Le hacía gracia la ingenuidad de Cathryn.
—El poder combinado de la investigación organizada y la medicina me impediría hacer algo así. Dirían que estoy desequilibrado mentalmente. Si pierdo control sobre Michelle ahora, nunca podré volver a tocarla. Y eso no sería conveniente, ¿verdad? —Charles le enmarañó el pelo a su hija, que asintió—. Además —prosiguió Charles— me parece que mi cuerpo empieza a mostrar señales de hipersensibilidad retardada.
—¿Sí? —preguntó Cathryn. Le costaba sentir entusiasmo después de ver a esa multitud frenética allá afuera. La tranquilidad aparente de Charles le sorprendía.
—La última vez que analicé los linfocitos T noté una leve reacción a las células leucémicas de Michelle. Ya empieza, pero es lento. Aun así, pienso que podría darme otra dosis del antígeno cuando la situación se calme.
Debido a la nevada, oscureció temprano. Charles eligió la hora de la comida para que Cathryn lo ayudara a ponerse la inyección del antígeno de Michelle. Usó una técnica diferente: hizo que ella le hundiera un catéter en la vena. Cathryn tuvo que intentarlo varias veces, pero logró hacerlo. Ella misma se sorprendió. Con un acceso intravenoso abierto, Charles le dio instrucciones explícitas de cómo hacer frente a la esperada reacción anafiláctica. Tomó epinefrina casi inmediatamente después del antígeno, de modo que pudo controlar la suave reacción con toda facilidad.

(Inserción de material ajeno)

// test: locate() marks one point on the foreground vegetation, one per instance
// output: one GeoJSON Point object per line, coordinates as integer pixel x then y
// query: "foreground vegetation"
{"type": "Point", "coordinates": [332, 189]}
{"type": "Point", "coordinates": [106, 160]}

Cathryn preparó la comida mientras Charles ideaba métodos para asegurar la casa. Clavó tablas en las ventanas del piso superior y reforzó las barricadas detrás de las puertas. Lo que más le preocupaba era el gas lacrimógeno; por eso extinguió el fuego del hogar y obstruyó la chimenea, para que no pudiera entrar por ahí. Cuando caía la noche, vieron que la multitud empezaba a dispersarse, decepcionada y enojada porque no había presenciado ninguna escena de violencia. Unos pocos mirones persistentes se quedaron, pero ellos también empezaron a marcharse cuando el termómetro descendió a quince grados bajo cero. Cathryn y Charles se turnaban; mientras uno vigilaba por las ventanas, el otro le leía a Michelle. Su aparente mejoría se había detenido y nuevamente se sentía muy debil. Tenía calambres en el estomago, aunque no muy fuertes, pues se calmaban solos. A las diez ya dormía.
Excepto por los ruidos de la caldera, la casa estaba silenciosa y Charles, que hacía el primer turno de vigilancia, tenía dificultad en mantenerse despierto. La sensación de renovados bríos que le produjera la epinefrina empezaba a desaparecer, y se sentía exhausto. Se sirvió una taza de café tibio y la llevó a la sala. Tenía que desplazarse a tientas, porque había apagado todas las luces. Sentado junto a una de las ventanas, trató de distinguir los coches de la policía, pero no era posible. Apoyó la cabeza en el respaldo de la silla un momento y se sumió en un profundo sueño.